U.S. Coast Guard photo of the Molasses spill.
U.S. Coast Guard photo of the Molasses spill.

A division of the Jones Act shipping company Matson has agreed to plead guilty to criminal charges and pay $1 million in connection to last year’s molasses spill in Honolulu Harbor.

Matson Transportation, Inc. and the U.S. Attorney’s office in Hawaii reached a plea agreement Tuesday in which Matson agreed to plead guilty to two misdemeanor violations of the Rivers and Harbors Act of 1899 and also pay $1 million – a $400,000 fine and a $600,000 community service payment, according to Pacific Business News. Of the community service payment, $300,000 will be paid to the Waikiki Aquarium and another $300,000 to Sustainable Coastlines Hawaii, the report says.

The charges stem from a September 2013 incident where over 230,000 gallons of molasses spilled into Honolulu Harbor from a Matson pipeline at the Sand Island terminal used to load ships with the substance and ship it to the West Coast for processing.

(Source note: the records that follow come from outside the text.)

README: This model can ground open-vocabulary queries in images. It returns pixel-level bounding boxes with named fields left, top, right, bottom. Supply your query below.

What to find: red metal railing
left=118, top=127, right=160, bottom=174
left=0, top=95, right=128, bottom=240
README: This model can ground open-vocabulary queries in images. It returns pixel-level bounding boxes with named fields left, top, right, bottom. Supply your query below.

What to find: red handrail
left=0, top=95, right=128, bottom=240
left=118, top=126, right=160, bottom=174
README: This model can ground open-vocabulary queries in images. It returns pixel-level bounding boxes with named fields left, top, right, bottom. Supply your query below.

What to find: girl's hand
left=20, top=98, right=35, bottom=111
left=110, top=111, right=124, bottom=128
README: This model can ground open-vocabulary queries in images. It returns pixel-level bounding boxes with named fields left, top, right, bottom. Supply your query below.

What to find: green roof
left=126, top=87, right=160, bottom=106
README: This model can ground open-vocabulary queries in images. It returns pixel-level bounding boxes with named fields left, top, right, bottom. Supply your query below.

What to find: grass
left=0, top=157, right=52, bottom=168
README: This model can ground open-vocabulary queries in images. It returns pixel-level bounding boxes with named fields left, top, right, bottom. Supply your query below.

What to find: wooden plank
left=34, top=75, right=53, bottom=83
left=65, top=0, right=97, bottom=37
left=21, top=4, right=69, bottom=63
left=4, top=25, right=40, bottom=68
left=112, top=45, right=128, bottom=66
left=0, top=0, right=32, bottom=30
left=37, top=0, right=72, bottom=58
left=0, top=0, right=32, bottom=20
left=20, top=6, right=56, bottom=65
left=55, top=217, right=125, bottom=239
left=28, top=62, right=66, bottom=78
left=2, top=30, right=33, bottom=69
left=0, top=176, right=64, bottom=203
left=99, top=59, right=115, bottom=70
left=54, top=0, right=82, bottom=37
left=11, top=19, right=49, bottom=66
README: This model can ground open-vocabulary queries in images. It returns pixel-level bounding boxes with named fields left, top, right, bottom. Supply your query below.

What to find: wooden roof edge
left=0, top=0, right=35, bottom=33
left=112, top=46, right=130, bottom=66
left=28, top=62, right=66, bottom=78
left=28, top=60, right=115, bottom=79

The sticky brown substance killed thousands of fish and damaged reefs in the harbor and a nearby lagoon.

Following the spill, Matson vowed to cover all costs associated with the exhaustive cleanup effort and offered their full cooperation to the authorities in their investigation. Matson also said it would cease molasses operations immediately at the terminal. According to a report from Watchdog.org, the molasses at Sand Island operations remain suspended.

The plea agreement still needs to be approved by a judge.